Indonesia has restricted media coverage of a government offensive in Aceh, confining foreign journalists to key cities and towns in the province unless they are accompanied by soldiers or police.

    Nessen (L): Victim of
    Aceh's media restriction

    Aceh military spokesman

    Colonel Ditya Sudarsono on Friday said the ruling also

    applied to Indonesian journalists working for foreign media.


    He said the aim was to protect journalists during the offensive against the Free Aceh Movement (GAM).  "Actually this is not a limitation. We want to ensure their safety," Sudarsono said.


    Any journalist not based in Aceh who ignored the regulations would have to leave the province within 24 hours, he said. Those who lived in Aceh would have to cease reporting.


    In another order, Indonesian government tightened restrictions on overseas non-government organisations (NGOs). Both foreign and local NGOs have been forbidden from talking to the press without permission from the martial law administrator.


    Meanwhile, a Japanese photojournalist has been arrested in Aceh apparently for 

    working without a permit, police and the military said.
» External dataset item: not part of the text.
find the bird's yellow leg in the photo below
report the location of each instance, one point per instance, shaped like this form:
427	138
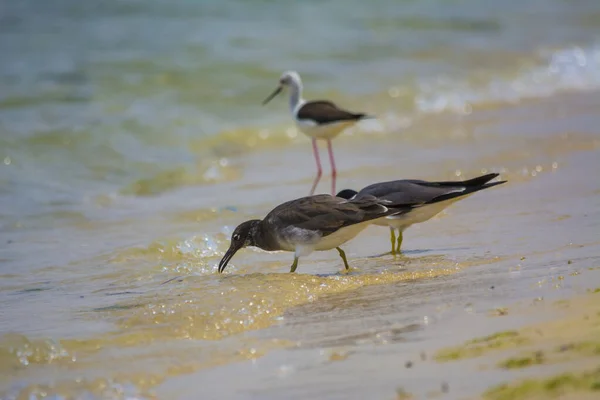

Sudarsono identified the reporter just as Takashi but said the circumstances of his arrest were not yet clear.


    Nessen in custody


    Another reporter William Nessen is already in custody. Police said they had refused a request to free the US reporter, detained for questioning about possible immigration offences.


    Nessen spent a few weeks with Free Aceh Movement (GAM) rebels in Aceh before handing himself over to the military on Tuesday. Nessen was in turn turned over to police.


    Indonesia is in the middle of its biggest offensive ever to crush GAM after peace talks collapsed in May. About 300 people have been killed and thousands have fled their homes.


    Rights groups have expressed concern at efforts to restrict Aceh to foreigners, saying abuses could take place.